Besides them, there were the "coyotes," mestizos from Spaniard and Indian (the concept of "mestizo" started being used here until the XIX Century), mulatoes, and wanderers who tried to find a niche within this socioeconomic structure that had not been designed for them. They lived from whatever they could, wandering between the missions, and only a few cases they could accumulate a personal fortune, either through having found a rich mine, or selling goods.

Finally, there were slaves, generally from African ascendancy, who were imported to work mainly in personal labour related activities, not only for lay people but also for the missionaries. However, as time passed and the lack of workforce, the Apaches gradually started covering this social and economic niche, when in the military campaigns to fight them, their children were captured and taken to be educated and raised by the well to do families, eventually turning into a species of personal servants.

We must add that this caste division was not as well defined in Sonora, because as time passed and the aislated of daily life, several intermediary groups came to be, as we will see later.

Economically, the "people of reason" was divided in the following classes:

Those who belonged to the higher presidial commands, who generally took advantage of their position to improve economically.

The soldiers of the pesidios (the name given them to the military posts), whose function was to preserve peace

The remaining population of Spaniards.

The Sonoran mestizaje

A diferencia del centro del país, donde existe un galimatías de castas, en Sonora los únicos conceptos raciales que se manejan comúnmente durante la Colonia son: español, mestizo, coyote y mulato, y aún muchas veces sólo subjetivamente.

Ejemplos de ello abundan, como la costumbre de calificar aquí a muchos hijos de español e india como españoles en vez de mestizos, como ocurría en el centro de México. Así tenemos el ejemplo de los 8 censos de la Pimería Alta de 1801 (Tumacácori, Cocóspera, San Ignacio, Sáric, Tubutama, Ati, San Xavier del Bac y Caborca), que tienen once casos conocidos de uniones mixtas con descendencia: en 7 de ellos, los hijos fueron asignados a la raza del padre, en 3 a la de la madre y en uno no se especifica la raza del hijo.

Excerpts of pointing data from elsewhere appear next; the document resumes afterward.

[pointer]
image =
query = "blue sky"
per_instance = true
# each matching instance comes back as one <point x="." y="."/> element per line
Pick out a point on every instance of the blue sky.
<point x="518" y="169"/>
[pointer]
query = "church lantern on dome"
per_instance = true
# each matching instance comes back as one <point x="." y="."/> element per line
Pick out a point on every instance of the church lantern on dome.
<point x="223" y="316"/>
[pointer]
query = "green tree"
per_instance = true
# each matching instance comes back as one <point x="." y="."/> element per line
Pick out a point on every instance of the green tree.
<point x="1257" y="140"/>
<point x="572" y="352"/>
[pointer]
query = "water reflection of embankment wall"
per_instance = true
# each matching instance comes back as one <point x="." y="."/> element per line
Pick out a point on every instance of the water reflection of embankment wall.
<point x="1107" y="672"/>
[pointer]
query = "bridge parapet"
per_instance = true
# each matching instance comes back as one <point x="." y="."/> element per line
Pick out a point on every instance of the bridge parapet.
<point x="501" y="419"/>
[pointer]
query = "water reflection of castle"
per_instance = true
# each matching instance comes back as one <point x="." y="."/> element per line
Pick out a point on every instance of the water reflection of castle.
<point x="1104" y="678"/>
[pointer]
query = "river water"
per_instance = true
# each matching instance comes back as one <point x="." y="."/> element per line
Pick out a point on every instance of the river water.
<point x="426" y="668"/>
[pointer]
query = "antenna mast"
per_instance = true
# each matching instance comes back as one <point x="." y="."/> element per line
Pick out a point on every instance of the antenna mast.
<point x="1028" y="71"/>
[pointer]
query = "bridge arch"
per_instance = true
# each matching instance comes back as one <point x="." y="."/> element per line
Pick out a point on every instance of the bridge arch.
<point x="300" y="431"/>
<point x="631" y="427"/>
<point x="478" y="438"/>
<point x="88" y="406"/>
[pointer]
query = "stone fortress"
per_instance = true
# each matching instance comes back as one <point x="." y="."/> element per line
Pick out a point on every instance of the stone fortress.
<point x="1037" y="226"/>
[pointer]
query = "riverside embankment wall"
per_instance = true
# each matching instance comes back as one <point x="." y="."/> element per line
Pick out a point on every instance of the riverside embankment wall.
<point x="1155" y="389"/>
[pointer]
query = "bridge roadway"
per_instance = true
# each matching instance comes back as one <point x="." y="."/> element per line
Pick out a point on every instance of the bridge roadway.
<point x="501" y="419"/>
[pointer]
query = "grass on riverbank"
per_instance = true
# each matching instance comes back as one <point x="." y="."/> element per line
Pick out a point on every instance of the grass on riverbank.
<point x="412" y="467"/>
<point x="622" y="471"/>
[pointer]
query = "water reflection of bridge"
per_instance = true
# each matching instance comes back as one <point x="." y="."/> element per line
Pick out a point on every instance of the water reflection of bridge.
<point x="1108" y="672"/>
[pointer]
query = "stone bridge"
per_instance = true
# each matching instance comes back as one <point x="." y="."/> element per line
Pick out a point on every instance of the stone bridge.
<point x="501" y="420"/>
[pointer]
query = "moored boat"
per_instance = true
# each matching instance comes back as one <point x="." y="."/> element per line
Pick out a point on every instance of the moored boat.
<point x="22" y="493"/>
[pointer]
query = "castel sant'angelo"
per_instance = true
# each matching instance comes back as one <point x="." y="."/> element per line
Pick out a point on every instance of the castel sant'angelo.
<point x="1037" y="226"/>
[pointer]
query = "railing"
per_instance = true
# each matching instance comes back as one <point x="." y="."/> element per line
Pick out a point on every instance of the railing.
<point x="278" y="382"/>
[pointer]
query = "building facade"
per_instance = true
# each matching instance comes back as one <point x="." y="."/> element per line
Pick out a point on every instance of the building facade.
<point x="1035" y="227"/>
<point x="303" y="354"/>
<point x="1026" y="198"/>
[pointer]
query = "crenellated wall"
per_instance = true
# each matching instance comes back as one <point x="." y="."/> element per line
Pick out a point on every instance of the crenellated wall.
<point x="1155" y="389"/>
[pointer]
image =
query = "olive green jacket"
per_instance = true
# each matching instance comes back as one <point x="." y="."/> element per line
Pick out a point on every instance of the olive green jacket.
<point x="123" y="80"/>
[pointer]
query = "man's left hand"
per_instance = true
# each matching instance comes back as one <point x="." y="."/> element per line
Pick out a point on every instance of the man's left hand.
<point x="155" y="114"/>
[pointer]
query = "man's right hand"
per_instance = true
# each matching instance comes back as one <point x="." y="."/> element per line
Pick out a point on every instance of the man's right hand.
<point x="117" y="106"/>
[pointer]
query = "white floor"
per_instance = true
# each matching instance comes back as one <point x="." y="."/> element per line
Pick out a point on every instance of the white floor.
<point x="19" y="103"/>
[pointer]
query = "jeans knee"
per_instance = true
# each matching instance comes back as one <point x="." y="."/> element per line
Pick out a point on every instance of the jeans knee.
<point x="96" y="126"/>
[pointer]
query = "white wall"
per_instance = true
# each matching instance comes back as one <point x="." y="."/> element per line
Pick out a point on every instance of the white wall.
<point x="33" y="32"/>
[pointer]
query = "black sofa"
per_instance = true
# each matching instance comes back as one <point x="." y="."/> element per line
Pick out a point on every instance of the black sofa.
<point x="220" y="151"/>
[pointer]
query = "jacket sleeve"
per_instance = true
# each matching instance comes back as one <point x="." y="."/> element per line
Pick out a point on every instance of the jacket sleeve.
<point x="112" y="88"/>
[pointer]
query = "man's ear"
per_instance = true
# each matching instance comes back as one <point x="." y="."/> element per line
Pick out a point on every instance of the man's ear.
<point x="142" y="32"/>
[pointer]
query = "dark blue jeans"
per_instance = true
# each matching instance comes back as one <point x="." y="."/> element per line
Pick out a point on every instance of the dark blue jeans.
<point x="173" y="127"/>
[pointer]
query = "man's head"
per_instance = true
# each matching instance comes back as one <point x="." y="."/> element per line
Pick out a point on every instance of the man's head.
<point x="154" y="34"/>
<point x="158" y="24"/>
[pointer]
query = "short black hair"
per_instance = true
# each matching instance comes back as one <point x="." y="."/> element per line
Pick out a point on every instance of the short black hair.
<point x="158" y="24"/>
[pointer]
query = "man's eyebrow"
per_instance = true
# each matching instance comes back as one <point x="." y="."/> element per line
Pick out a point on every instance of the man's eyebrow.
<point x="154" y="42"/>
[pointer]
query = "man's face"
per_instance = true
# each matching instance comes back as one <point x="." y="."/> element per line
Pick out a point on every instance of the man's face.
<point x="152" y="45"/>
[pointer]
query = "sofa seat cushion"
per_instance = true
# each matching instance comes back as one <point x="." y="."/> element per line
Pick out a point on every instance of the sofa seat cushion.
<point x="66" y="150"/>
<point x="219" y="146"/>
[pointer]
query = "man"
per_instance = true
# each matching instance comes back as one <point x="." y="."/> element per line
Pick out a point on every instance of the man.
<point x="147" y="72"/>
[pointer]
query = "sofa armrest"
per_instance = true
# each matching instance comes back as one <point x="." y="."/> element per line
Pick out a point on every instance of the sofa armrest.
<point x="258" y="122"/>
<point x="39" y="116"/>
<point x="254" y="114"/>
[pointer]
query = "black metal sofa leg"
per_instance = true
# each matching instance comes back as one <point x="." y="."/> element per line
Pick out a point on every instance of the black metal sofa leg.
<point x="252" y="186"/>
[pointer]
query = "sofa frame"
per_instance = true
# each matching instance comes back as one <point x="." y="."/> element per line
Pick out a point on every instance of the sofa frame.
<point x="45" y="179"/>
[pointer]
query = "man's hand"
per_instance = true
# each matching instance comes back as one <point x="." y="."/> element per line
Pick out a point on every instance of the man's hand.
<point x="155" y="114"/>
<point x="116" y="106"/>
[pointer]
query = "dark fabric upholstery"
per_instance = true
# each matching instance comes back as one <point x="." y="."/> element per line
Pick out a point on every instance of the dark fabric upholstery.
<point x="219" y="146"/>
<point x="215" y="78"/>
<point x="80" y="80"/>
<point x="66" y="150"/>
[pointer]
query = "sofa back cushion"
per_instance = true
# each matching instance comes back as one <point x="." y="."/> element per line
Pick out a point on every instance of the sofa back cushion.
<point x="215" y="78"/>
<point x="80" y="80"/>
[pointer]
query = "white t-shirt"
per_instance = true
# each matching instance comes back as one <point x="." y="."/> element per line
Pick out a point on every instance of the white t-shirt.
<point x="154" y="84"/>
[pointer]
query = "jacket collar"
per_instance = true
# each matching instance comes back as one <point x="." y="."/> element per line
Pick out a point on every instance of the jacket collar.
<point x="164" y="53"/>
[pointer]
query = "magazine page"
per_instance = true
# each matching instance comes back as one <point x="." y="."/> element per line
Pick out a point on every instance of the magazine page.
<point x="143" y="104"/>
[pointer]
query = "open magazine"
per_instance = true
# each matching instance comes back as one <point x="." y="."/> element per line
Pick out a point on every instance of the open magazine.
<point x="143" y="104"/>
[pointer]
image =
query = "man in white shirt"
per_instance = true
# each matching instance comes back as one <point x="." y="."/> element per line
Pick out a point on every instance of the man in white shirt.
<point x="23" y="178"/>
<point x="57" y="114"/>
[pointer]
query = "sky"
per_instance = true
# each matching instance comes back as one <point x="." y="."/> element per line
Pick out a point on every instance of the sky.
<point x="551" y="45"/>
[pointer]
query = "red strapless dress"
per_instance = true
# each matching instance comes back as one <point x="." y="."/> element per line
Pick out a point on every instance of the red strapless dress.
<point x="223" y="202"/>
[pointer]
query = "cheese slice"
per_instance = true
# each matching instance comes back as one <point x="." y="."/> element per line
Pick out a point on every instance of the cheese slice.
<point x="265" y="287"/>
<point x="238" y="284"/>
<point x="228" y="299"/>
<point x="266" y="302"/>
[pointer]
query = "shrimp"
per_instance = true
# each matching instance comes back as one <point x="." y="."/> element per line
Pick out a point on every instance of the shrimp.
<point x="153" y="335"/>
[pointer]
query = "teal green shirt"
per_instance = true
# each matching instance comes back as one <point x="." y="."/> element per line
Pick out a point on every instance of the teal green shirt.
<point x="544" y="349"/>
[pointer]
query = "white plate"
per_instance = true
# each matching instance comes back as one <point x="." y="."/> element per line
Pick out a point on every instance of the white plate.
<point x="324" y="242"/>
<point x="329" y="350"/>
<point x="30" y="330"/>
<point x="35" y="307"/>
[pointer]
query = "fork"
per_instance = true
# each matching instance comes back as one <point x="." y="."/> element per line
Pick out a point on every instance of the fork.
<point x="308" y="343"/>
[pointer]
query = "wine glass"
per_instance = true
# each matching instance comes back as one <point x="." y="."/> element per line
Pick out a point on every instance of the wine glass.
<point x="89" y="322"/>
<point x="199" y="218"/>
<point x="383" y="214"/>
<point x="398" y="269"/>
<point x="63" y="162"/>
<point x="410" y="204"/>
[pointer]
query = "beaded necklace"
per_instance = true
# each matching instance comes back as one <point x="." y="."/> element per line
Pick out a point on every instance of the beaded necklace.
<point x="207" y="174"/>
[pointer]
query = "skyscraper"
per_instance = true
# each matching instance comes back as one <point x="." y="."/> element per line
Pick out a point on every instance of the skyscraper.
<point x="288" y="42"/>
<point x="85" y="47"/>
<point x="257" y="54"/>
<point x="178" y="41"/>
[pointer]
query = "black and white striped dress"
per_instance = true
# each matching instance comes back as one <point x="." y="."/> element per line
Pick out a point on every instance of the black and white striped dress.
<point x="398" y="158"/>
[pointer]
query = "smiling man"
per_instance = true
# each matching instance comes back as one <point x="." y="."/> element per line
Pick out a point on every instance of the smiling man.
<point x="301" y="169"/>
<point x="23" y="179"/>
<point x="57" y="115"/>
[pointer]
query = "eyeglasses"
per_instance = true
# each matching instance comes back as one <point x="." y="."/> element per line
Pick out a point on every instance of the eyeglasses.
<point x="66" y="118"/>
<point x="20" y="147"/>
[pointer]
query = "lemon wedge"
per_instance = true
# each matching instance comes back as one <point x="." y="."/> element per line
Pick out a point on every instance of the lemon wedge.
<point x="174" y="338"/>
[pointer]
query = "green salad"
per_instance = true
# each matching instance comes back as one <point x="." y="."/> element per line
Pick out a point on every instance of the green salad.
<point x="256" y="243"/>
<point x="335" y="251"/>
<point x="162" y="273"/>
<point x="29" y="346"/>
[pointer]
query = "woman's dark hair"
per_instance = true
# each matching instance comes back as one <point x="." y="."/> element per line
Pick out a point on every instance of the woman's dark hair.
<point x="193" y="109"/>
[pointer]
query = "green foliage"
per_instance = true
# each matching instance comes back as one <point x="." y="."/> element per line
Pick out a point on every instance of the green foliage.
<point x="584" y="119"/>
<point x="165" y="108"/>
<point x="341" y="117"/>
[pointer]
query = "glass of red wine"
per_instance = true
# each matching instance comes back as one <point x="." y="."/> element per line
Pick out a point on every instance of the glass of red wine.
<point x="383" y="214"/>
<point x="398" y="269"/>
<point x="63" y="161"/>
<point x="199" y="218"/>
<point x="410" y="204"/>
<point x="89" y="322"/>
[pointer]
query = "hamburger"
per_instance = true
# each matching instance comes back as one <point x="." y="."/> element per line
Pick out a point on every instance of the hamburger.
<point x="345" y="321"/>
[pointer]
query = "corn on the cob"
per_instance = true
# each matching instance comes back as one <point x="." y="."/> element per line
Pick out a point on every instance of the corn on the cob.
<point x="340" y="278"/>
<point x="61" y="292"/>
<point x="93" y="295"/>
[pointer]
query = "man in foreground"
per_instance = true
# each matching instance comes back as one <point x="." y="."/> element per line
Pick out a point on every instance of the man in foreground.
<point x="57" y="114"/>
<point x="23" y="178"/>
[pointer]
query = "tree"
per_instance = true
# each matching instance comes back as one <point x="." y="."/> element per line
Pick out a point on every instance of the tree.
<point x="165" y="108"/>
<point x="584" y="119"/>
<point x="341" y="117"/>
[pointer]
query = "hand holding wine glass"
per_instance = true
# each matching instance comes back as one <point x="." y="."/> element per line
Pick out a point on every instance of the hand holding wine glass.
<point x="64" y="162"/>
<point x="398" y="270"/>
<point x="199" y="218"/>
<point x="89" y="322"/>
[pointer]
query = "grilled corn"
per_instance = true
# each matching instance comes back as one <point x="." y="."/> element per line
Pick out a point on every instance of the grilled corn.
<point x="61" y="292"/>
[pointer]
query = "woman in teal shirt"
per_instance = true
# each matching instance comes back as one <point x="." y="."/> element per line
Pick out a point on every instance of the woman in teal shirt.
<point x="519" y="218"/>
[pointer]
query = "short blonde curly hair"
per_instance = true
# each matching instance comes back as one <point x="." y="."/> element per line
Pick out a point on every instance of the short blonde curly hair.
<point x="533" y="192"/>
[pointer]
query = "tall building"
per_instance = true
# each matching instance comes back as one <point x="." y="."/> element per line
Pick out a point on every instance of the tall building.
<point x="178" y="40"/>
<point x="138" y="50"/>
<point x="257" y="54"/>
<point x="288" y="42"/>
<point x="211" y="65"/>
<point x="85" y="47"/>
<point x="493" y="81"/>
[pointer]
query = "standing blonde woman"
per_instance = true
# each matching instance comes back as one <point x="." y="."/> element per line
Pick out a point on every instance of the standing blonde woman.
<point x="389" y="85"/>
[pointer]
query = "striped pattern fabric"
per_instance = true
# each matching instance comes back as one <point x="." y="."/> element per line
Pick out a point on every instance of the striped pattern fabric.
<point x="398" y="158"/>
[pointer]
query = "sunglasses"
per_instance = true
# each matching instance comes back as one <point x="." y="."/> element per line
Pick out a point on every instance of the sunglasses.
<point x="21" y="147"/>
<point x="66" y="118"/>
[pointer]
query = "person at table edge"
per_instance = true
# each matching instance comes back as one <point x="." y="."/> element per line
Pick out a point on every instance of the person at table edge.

Además podemos ver en los registros parroquiales que en muchos casos el calificativo de español, mestizo, coyote o mulato depende de un juicio subjetivo del misionero que hace el registro, ya que en distintos sacramentos el mismo individuo es calificado de diferente manera.

La Interrelación Económica Misión y Sociedad

Estas tres actividades económicas podemos a su vez clasificarlas en cuanto a su oposición o no al régimen misional.

Los mineros no competían directamente con la Misión, ya que sus productos cumplían en cierta manera la función de moneda en la región, además que sus calendarios de actividad no estaban en conflicto directo con los calendarios económicos de la misión.

Los ganaderos y agricultores que, éstos sí, competían con la misión en la producción del agro. Muchos de los ganaderos españoles eran o habían sido militares, principalmente de mandos superiores en la región, y su inicio en esta actividad es anterior a la llegada de los misioneros a la Pimería Alta.

Así está el caso de un capitán español que fundara un rancho ganadero en el actual San Lázaro, en donde llegó a tener más de 9,000 reses aún antes de la llegada de Kino a la Pimería.